Discussing the film’s acting brings us to Mel Gibson, who is so much better than everyone else in this film at their chosen profession it’s like watching Brock Lesnar show up for a high school wrestling tournament. Well, that’s not entirely true (Kelsey Grammer and Banderas are also legitimately good actors) and not entirely significant (these guys are stars, not actors), but it’s oh-so-obvious. Even in a role that doesn’t require more than a hundredth of what he can do, Gibson delivers a performance way beyond the script, and that’s admirable for a man who has some highly un-admirable traits. I think he might be the only actor in the movie allowed to deliver more than two sentences at a time, just like he might be the only actor (well, other than Grammer) who is allowed to talk like a normal person and not like someone in an action movie. His speech about how the United States government used the Expendables to do their dirty work and then turned their back on him is the acting highlight of the movie.
All of this sounds rather negative, so let me offer a bit on the other side to balance things off. EXPENDABLES 3 is enjoyable. When I was watching it, I was only bored during the “dump the old guys, recruit the new guys” sequence. I just don’t think after two big action sequences with the old guys that Barney’s decision to replace them adds much to the film. Given that the four recruits don’t become the main cast and are, in fact, captured during their first mission, the big recruitment sequence just feels like a heavy anchor to me. Perhaps if the film pushed at the idea that Barney is suicidal following the return of Stonebanks (who was a founding member of the group) and thus recruits people he doesn’t know (and thus, doesn’t care about), we’d have something a bit darker. (Heck, we’d be headed damn near to First Blood territory.) That’s not a ground that EXPENDABLES wants to cover, though. They want to give just enough of a hint at deeper motivations like that to propel us to all the shooting and blowing things up.

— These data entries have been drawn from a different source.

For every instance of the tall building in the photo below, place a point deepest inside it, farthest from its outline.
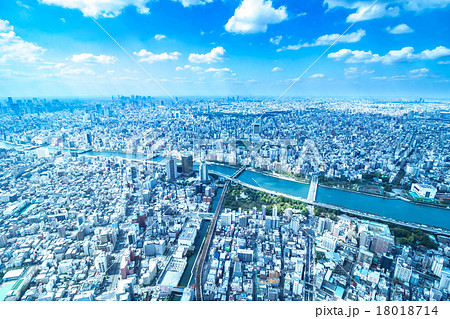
(101, 263)
(381, 243)
(329, 242)
(3, 240)
(203, 172)
(402, 271)
(445, 279)
(365, 239)
(365, 256)
(171, 169)
(424, 190)
(274, 211)
(187, 165)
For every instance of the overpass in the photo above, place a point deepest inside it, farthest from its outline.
(361, 214)
(205, 248)
(313, 188)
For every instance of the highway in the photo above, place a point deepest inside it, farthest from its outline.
(361, 214)
(205, 248)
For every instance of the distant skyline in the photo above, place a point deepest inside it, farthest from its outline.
(400, 48)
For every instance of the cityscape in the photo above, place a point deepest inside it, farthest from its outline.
(138, 198)
(232, 150)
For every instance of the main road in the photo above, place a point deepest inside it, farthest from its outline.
(205, 248)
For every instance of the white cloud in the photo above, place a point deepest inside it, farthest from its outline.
(420, 5)
(188, 3)
(253, 16)
(384, 8)
(188, 67)
(352, 72)
(377, 11)
(276, 40)
(328, 39)
(437, 53)
(90, 58)
(355, 56)
(150, 57)
(400, 29)
(101, 8)
(346, 38)
(23, 5)
(404, 55)
(76, 71)
(216, 55)
(160, 36)
(218, 70)
(13, 47)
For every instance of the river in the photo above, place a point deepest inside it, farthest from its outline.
(392, 208)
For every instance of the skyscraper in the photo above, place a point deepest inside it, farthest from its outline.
(187, 165)
(203, 172)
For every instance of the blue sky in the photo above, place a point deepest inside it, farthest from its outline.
(398, 48)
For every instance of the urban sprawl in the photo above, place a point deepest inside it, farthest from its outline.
(139, 198)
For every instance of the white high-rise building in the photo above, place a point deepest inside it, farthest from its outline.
(402, 271)
(101, 263)
(329, 242)
(203, 172)
(445, 279)
(171, 169)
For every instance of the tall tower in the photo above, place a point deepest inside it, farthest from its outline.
(171, 169)
(187, 165)
(203, 172)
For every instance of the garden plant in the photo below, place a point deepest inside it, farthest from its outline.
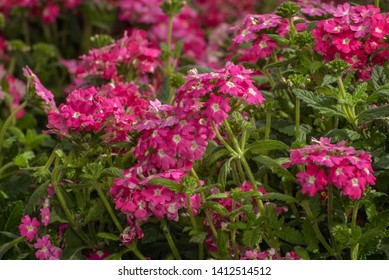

And I’m okay with that. The action sequences largely work. Yeah, the film still goes too hard in the direction of washed out grays in crummy eastern European towns, but director Patrick Hughes (who’s been tapped to helm the American remake of The Raid) can put an action scene together. A story, not so much. I really hate how EXPENDABLES 3 is paced, with the two opening, action sequences, then the replacements section, and then finally the “get everyone together for the climax” finale. I hate that they’ve got Antonio Banderas riffing more on Puss in Boots than El Mariachi, but Banderas still gives a good performance. Harrison Ford doesn’t offer much, but at least he’s playing a guy who looks like he’s forgotten to have fun, which is a marked improvement from Bruce Willis playing a guy trying to wish himself elsewhere.
EXPENDABLES 3 is thus sorta enjoyable in what it gives us, but …
It’s not enough.
Or maybe it’s too much. I’m not saying I need the plot and character arcs of an EXPENDABLES movie to rival Hamlet, but I do want to feel like everyone is properly utilized, and that doesn’t happen here. It did happen, more often than not, in the first two EXPENDABLES films, but this time around, I felt like I was watching a Stallone movie and that’s not what I’m paying money to see with this franchise.